Yes, the nation has always been divided. Sometimes things seem relatively calm for a while but it never lasts too long. Eventually something happens and our underlying disease flares up with new symptoms.

There are a few reasons things sometimes seem so much worse to us today. For one, we have short and selective memories. It’s easy for us to forget even recent history. In the era when I was born, our nation was embroiled in its most unpopular war ever in Viet Nam, the Civil Rights movement was still battling for equal rights for blacks, and women’s rights still lagged far behind their male counterparts. The nation I was born into was a complete mess…yet, every generation could say the same.

Another factor is that there are just so many more of us. When I was born, the population of the U.S. was somewhere in the neighborhood of 200 million. Today, it’s over 320 million. That’s a big difference and it tends to magnify our division.

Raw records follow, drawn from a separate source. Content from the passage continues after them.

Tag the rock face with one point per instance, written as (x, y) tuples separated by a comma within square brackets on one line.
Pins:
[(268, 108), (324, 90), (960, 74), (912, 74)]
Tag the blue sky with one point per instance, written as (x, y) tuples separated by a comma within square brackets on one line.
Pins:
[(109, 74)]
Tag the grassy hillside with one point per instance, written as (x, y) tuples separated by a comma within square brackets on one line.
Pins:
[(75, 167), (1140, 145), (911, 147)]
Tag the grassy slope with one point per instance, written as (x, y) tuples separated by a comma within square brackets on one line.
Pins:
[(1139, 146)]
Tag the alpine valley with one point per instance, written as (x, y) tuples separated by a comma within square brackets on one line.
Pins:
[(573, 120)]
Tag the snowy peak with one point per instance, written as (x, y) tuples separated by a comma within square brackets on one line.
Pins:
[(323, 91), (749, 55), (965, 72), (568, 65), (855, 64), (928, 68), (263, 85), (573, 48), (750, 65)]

Perhaps the biggest factor in magnifying our division is the rise of social media. We are all so plugged into the world now that we are faced with our national division constantly–there is never a break from it unless you choose to unplug. That tends to have a huge psychological impact and tends to magnify our national division exponentially in our perceptions.

The symptoms come and go and they manifest themselves in different ways, but they have one thing in common–always–they are rooted in our ever-present national disease. The disease remains the same.

As I see it, there are two national diseases that are at the root of all our troubles–all our division–and they have been there from day one. Those diseases are greed and lack of empathy.

No matter what crisis (symptom) that happens along the surface of the timeline of American history, it can be directly linked to one or both of these two underlying causes (diseases). Think of any divisive event, current or historic–can you link it to greed, lack of empathy, or both?–I’ll bet you can.

I am fond of saying that America likes to try to treat symptoms but we aren’t very good at trying to cure the disease. In fact, we don’t even like to think about the disease. Facing the disease is daunting and painful. It causes us to take a long, hard look into our own darkness–our frailty–our prejudice–our selfishness–our sinful nature.

So, we continue to plod along as a nation. We tell ourselves that we have gotten better–and in many ways that’s true, but in other ways, we are right where we started. We always seem shocked when a new things happen along the surface that reveal the fact that our diseases of greed and lack of empathy are still very much alive. They lurk there beneath the surface where they’ve always been, gurgling and bubbling like poison magma in our national soul.

To attack the diseases, it would require fundamental change within each of us. There is only one person we truly have the power to change and that is, of course, our self.

It’s a daunting challenge to change one’s self, let alone change an entire society. I’m going to try to work on myself. I invite you to work on yourself. In the meantime, don’t let the nation’s division drag you down. Try to remember it’s always been this way. All we can control is our here and now.

Let’s go out and begin to attack our disease one day at a time.